下戸で良かったと思った、G7後

 田舎暮らしに憧れて移住するのはいいけれど、想像と違う現実に、尻
尾を巻いて立ち去ることになった暁(あかつき)には、注ぎ込んだ退職
金は回収不能で貧乏な老後に甘んじる日々、とならないとも限らないか
ら、よーく考えるんですよ。体力は大丈夫ですか。病院過疎地域でもサ
バイバルできるんですね〜。

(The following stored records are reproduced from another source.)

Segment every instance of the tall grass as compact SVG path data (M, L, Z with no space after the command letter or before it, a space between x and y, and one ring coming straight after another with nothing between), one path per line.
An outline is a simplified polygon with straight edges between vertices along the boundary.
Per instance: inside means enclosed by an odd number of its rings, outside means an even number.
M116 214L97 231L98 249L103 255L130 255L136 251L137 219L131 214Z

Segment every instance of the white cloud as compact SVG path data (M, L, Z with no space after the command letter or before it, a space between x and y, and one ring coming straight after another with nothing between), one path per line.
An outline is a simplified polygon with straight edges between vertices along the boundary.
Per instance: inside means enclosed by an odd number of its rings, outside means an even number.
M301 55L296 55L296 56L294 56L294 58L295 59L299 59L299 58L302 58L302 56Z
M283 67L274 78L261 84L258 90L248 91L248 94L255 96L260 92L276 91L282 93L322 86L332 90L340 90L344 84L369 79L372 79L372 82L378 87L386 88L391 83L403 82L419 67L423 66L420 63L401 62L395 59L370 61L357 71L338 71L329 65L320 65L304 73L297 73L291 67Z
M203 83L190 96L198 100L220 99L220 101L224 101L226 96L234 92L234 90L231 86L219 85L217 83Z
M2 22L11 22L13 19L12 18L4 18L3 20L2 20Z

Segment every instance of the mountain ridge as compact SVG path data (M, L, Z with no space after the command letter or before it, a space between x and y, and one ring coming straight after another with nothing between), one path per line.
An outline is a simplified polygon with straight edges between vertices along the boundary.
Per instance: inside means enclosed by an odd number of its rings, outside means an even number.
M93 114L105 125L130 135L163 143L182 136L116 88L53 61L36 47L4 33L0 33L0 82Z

というようなことを書いた丸山健二の『田
舎暮らしに殺されない法』。
 私自身は、生きるための原点、食べ物確保の能力に関して、すぐにも
腰が悲鳴を上げ、軽い畑仕事もままならぬことから、農業も田舎暮らし
も無理な夢だと、著者の老婆心を待つまでもなく悟っているが、著者は
酒と煙草をやめよ、とも説く。
「酒は薬ではなく毒」「理性と知性を麻痺させ、健康を蝕み、人をひと
でなくさせてしまう、麻薬と同等の異常な液体」に始まり、怒りのごと
き気迫に満ちた文章は、私は下戸(げこ)ゆえ、のんきに頷けるものの、
酒に特別恨みでもあるのですか、と聞きたくなるほど。
 が、あまりの憤怒のおかげで、私は思い出した。
 以前、真夏に入院した母を見舞いに来た叔母は、病院の中で食べる自
分用に寿司を買って来たが、飲み物は缶ビールで、母があとで「病院は
アルコール禁止なので、あ〜あと思った」とぼやいていた。
 別の年だが同じく真夏。フランス人を夫に持つ知人が、夫婦で二年間
の長期休暇を取得し、関西の田舎に住んだので、泊まりがけで遊びに行
ったら、昼食の時に旦那が缶ビールをグビリ。
 と、今日は飲まないと言っていた知人が「やっぱり飲む」と前言撤回。
「そう言うだろうと思っていた」とは旦那の言。
 私は、飲める人は、特に真夏だと、サイダーみたいな感覚で飲みたく
なるんだろうなと寛容だった。人格が変わるほど泥酔することもないん
だし。
 けれども、丸山健二の「あなたが酒を好きになっているのではありま
せん。あなたの体が酒を求めてやまない、酒無しでは生きられない状態
に陥っているだけなのです」という言葉に、そうか、そういう理解が当
然だったのだ、と目が醒めた。
 飲まないと決めたら、半年、一年、飲まなくても平気。そうであるな
ら、酒に中毒していない。
 そうでないなら、アルコール中毒
 そう言ったら、叔母も知人も反撥するだろう。でも、G7後の記者会
見で世界に恥を晒した中川昭一氏だって、今でも自分をアル中と思って
いないのではないか。
 酒が常習になると怖いと見せてくれた彼の功績は、偉大だ。